O projeto foi uma primeira aproximação ao uso de jogos digitais para Comunicação e Saúde. Partimos de uma pesquisa realizada no Icict que mostrava o descompasso entre os materiais oficiais de comunicação em saúde tratando da Aids e os jovens e adolescentes, que seriam alvo deste material. A pesquisa apontava a necessidade de se contextualizar o conteúdo de saúde para a realidade cotidiana do jovem, fugindo do formato clínico, tão comum nestes materiais. Com isto em mente, imaginamos um jogo formado pelas histórias de vida de pessoas tocadas pela Aids, explorando como os diversos personagens lidavam com a realidade da doença, colocando-a em um contexto mais humano. O projeto só foi possível com o apoio do Programa de Indução à Pesquisa & Desenvolvimento Tecnológico do Icict – PIPDT 2011-2013, cujos recursos foram vitais para trazer conhecimentos que ainda não construímos aqui, como modelagem 3D, animação e o próprio desenvolvimento do código do jogo.
Há algum produto já pronto do projeto? Ele já está sendo testado?

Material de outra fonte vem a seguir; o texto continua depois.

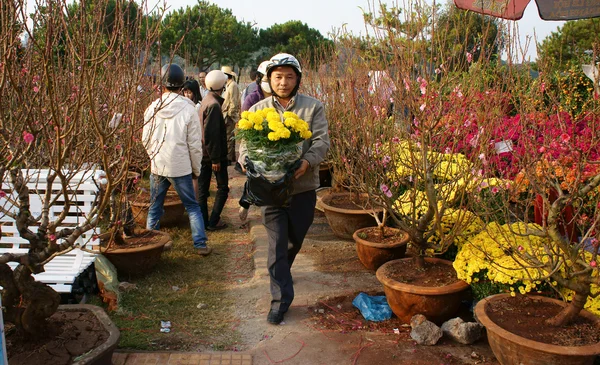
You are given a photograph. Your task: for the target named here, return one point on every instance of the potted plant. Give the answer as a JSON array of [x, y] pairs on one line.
[[555, 255], [393, 143], [65, 83], [377, 245]]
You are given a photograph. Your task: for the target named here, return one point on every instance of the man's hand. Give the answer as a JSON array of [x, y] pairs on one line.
[[302, 169]]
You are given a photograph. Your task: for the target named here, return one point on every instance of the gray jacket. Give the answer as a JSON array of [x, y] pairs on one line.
[[314, 150]]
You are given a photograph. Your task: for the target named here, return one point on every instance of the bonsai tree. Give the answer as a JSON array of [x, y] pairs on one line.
[[556, 176], [405, 134], [74, 91]]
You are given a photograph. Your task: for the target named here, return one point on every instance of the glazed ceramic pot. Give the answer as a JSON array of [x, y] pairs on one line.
[[374, 254], [438, 304], [511, 349]]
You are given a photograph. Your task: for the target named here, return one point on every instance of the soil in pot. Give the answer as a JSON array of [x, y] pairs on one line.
[[139, 254], [69, 334], [375, 249], [432, 275], [524, 316], [346, 213], [433, 291], [518, 335]]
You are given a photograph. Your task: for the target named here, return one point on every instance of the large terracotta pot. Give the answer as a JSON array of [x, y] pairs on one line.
[[139, 260], [511, 349], [344, 222], [438, 304], [373, 254], [174, 210], [101, 355], [324, 174]]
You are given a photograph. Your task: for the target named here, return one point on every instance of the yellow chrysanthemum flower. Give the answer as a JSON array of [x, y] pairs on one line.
[[245, 124]]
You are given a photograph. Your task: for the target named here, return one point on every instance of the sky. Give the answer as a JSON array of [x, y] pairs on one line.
[[325, 15], [328, 15]]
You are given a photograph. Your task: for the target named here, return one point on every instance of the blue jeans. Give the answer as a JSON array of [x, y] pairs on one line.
[[222, 177], [185, 189]]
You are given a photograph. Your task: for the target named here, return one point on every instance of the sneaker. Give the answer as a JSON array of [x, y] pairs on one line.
[[204, 251], [243, 214], [239, 169], [219, 226], [275, 316]]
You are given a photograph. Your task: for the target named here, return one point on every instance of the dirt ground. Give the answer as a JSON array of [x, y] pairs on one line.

O projeto produziu um protótipo com o cenário principal do jogo, uma praça típica da Zona Norte do Rio de Janeiro, e alguns personagens. Entretanto, jogos digitais tridimensionais como este demandam muito tempo e recursos para sua finalização, e embora o protótipo seja funcional, ainda há muito trabalho a se fazer. Nosso próximo passo é buscar investimentos para dar continuidade ao projeto.
Há outros projetos em andamento em 2015?
Nosso plano para este ano é produzir pelo menos dois jogos HTML5, bidimensionais. É um formato mais simples, o que agiliza a produção e permite sua execução em um navegador comum como o Google Chrome ou o Internet Explorer. Isso permite a distribuição do jogo em um site regular, como por exemplo, o site institucional do Icict. Também permite testarmos ideias diferentes em um ciclo mais rápido de produção. Mas é importante frisar que nosso esforço é combinar desenvolvimento técnico e pesquisa. Por exemplo, na minha tese construí um modelo de análise de jogos digitais que leva em conta seus aspectos comunicacionais e sociais e nosso foco agora é aplicar este modelo para orientar o desenvolvimento de jogos digitais voltados para a Comunicação e Saúde. Além disso, criamos um grupo de estudo sobre jogos que se reúne quinzenalmente no Icict, temos participado de diversos congressos de Game Studies no Brasil e no exterior e, recentemente, obtivemos a certificação do grupo de pesquisa Jogos e Saúde, devidamente registrado no CNPq e contando com pesquisadores de diversas instituições. A presença dos jogos digitais em nossa sociedade é intensa e isso só tende a aumentar, o que torna relevante investigar esta mídia. Nosso objetivo é tornar o Icict e a Fiocruz uma referência na pesquisa e desenvolvimento de jogos para a saúde no Brasil, assim como no seu emprego em favor da saúde da população.